Question

In a collection of H-atoms, all the electrons jump from n = 5 to ground level finally (directly or indirectly), without emitting any line in Balmer series. The number of possible different radiations is :

• A. 10
• B. 8
• C. 7
• D. 6

Answer 1

Answer: (C)

7

Answer 2

The total number of possible spectral lines emitted when electrons transition from a higher energy level $n_i$ to any lower energy level $n_f$ is given by the formula $\binom{n_i}{2}$. In this problem, electrons start from $n=5$ and can cascade down to $n=1$, involving levels {1, 2, 3, 4, 5}. The total number of possible distinct radiations is $\binom{5}{2} = \frac{5 \times 4}{2} = 10$.

The Balmer series corresponds to transitions where the final energy level is $n_f = 2$. These transitions are:

1. $n_i = 5 \to n_f = 2$
2. $n_i = 4 \to n_f = 2$
3. $n_i = 3 \to n_f = 2$

There are 3 such transitions that produce Balmer lines.

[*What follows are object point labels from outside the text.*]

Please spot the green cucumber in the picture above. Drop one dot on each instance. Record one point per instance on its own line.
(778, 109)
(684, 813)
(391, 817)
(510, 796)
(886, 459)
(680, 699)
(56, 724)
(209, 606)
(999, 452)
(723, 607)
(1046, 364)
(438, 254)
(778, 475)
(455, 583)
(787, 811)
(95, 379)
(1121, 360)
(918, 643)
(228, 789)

The problem states that no line in the Balmer series is emitted, which means these 3 transitions are forbidden.

Therefore, the number of possible different radiations is the total number of possible transitions minus the number of forbidden (Balmer) transitions: Number of allowed radiations = (Total possible radiations) - (Number of Balmer radiations) Number of allowed radiations = $10 - 3 = 7$.